PhD student Bohan Chen of CWI’s Stochastics group, developed new mathematical tools for rare event analysis. Chen’s PhD research has mainly focused on large deviations theory and rare-event simulation in heavy-tailed settings.

Publication date
6 Dec 2019

Rare events such as financial crises, floods, and power outages have a major societal impact. Obtaining insight into rare events is challenging, as it is hard to obtain data about such events from real-life measurements and/or large scale simulation studies. This makes rare event analysis a research area where mathematical techniques remain the primary method of choice to gain insights. For some types of rare events -like those caused by a single big shock- suitable techniques are not available yet, however.

In his thesis entitled 'Heavy tails: asymptotics, algorithms, applications', PhD student Bohan Chen of CWI’s Stochastics research group, developed new mathematical tools for rare event analysis. Chen’s research has been mainly focusing on large deviations theory and rare-event simulation in heavy-tailed settings. (Heavy-tailed distributions are probability distributions whose tails are not exponentially bounded: they have heavier tails than the exponential distribution.)

Many rare events are caused by a single big shock, or ‘black swan’. Intuitively, heavy tails occur in systems whose behavior mainly is determined by large values that occasionally shock the system.  If you encounter a group of people that is a billionaire on average for example, it is quite likely that Bill Gates (or someone similar) is part of the group, and the wealth of the other people is negligible. In such a case, a good statistical distribution for incomes is the power law, also known as the Pareto distribution. Such distributions also appear in financial losses, file size on the internet, claim sizes in insurance, and blackout sizes in the power grid.

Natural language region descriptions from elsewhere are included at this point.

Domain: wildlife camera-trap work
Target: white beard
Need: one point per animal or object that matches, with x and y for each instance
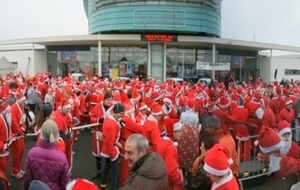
(274, 163)
(286, 146)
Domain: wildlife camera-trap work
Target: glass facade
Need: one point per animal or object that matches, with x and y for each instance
(128, 60)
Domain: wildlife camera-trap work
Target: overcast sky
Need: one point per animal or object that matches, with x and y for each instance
(270, 21)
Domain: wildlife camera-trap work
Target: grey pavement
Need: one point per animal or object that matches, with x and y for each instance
(84, 164)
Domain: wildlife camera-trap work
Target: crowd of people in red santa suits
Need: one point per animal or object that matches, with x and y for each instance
(150, 108)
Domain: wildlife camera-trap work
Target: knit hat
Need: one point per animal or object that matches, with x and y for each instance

A systematic mathematical theory has been lacking however, and no widely applicable efficient simulation techniques existed.

In this context, the thesis of Bohan Chen makes several major contributions to this lack of mathematical theory, by developing tools that can be used to analyze stochastic systems with power law behavior. In particular, Chen developed the first generic efficient rare event simulation algorithm that is applicable to a wide range of models. This has been illustrated in detail on a host of applications from queueing networks, mathematical finance, and insurance problems. A major technical contribution of Chen, has been the extension of recent results on rare events in sample paths of stochastic processes. In particular, Chen shows how to analyze rare events if such processes have a complicated dependence structure.

Chen’s work so far has been published in top-tier international journals such as Advances in Applied Probability and Mathematics of Operations Research. Currently, Chen is utilizing his expertise on rare events in at Munich Re, one of the very few global companies that insure insurance companies.